Let's talk about the Green Book and the internal control components. The GAO Green Book is the gold standard for internal controls in the federal space. The Green Book organizes internal control into five components.
First one, control of environment. This is the tone at the top. If leadership tolerates shortcuts, ignores policies, or fails to enforce rules, fraud risk skyrockets.
The control environment includes ethics, oversight, policies, clarification of responsibilities, expectations for competence, and accountability structures. The second component is risk assessment. Organizations must identify, analyze, and respond to fraud risk.
This includes conducting periodic assessments, which align with Section 303, Subpart C. Risk assessment isn't a document; it is a process. The third component is control of activities. These are actual tools that prevent or detect fraud, approvals or reviews, verification, segregation of duties, procurement controls, and effective sub-recipient monitoring.
Everything we do in grants management touches this component. Component four, information and communication. Information must flow up, down, horizontally as well, across the organization.
Fraud often thrives when communication breaks down.
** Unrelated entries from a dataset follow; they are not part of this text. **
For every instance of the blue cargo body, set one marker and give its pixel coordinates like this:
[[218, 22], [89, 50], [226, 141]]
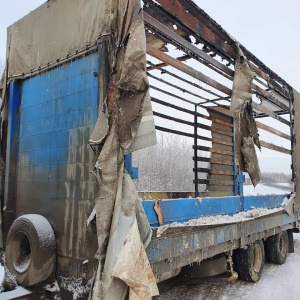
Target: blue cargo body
[[58, 110]]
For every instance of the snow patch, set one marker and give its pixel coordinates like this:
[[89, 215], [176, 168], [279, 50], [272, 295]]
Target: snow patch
[[221, 219], [91, 217], [79, 287]]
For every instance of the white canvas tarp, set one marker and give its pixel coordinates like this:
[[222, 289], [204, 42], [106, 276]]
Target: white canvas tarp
[[245, 130], [57, 31]]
And the monitoring of activities. Monitoring ensures controls work over time.
This includes desk reviews, site visits, single audit result tracking, and corrective action planning and follow-up. The Green Book works hand-in-hand with COSO. If COSO is the global standard, then the Green Book is the federal translation of it.
Together they form the strongest shield against fraud. Let's continue exploring the regulatory ecosystem that governs fraud prevention. And in particular, we introduce OMB Circular A-123, which is one of the most influential documents in the federal internal control environment.
Let me explain why A-123 matters to you, even if you're a pastoral entity, a sub-recipient, or a non-profit managing federal assistance. A-123 establishes management's responsibility for internal controls within federal agencies. Now, recipients of federal funds aren't federal agencies, so technically A-123 doesn't apply directly to you.
But here's the key point. Federal agencies must follow A-123. Recipients must follow 2 CFR 200, subsection 303, when it comes to internal controls.
And subsection 303 requires internal controls consistent with the GAO Green Book, the same framework on which A-123 is built. Meaning, A-123 is the blueprint for the federal mindset about internal controls. Understanding it helps you understand what federal reviewers, auditors, and monitors expect from you.
A-123 requires agencies to conduct annual internal control assessments, evaluate entity-level and program-level risk, ensure segregation of duties, document internal control activities, test controls for effectiveness, respond to identified deficiencies, and report material weaknesses to OMB. Sounds familiar? It mirrors sections 303, 330, and 331, and sections 338 and 339 of 2 CFR 200. One of the most powerful phrases in A-123 is the obligation to ensure prevention and detection of fraud, waste, and abuse.
This same phrase shows up repeatedly in federal grants regulations, single audit guidance, and OIG publications. Let me share with you a quick field story. I once supported a county government organization, a health agency, through a major internal control redesign.
Their finance office was technically compliant with section 2 CFR 200. They have written procedures, approvals, and documentation. But not one person has ever heard of A-123, the circular.
When we aligned their internal control system to A-123 principles, risk assessment, control testing, and tone at the top, guess what happened? They uncovered three separate weaknesses that had gone unnoticed for years. A manager approving contracts for vendors she previously worked for, a mismatch between payroll records and time and effort certifications, and a subrecipient drawing down cash far in excess of actual expenses. The agency wasn't doing anything wrong on purpose, but without a clear understanding and alignment with the philosophy behind Circular A-123, their controls lacked depth.
So, was this a reminder? Regulation tells you what to do. A-123 in the Green Book explains how and why. Together, they create a control environment designed not just for compliance, but for integrity.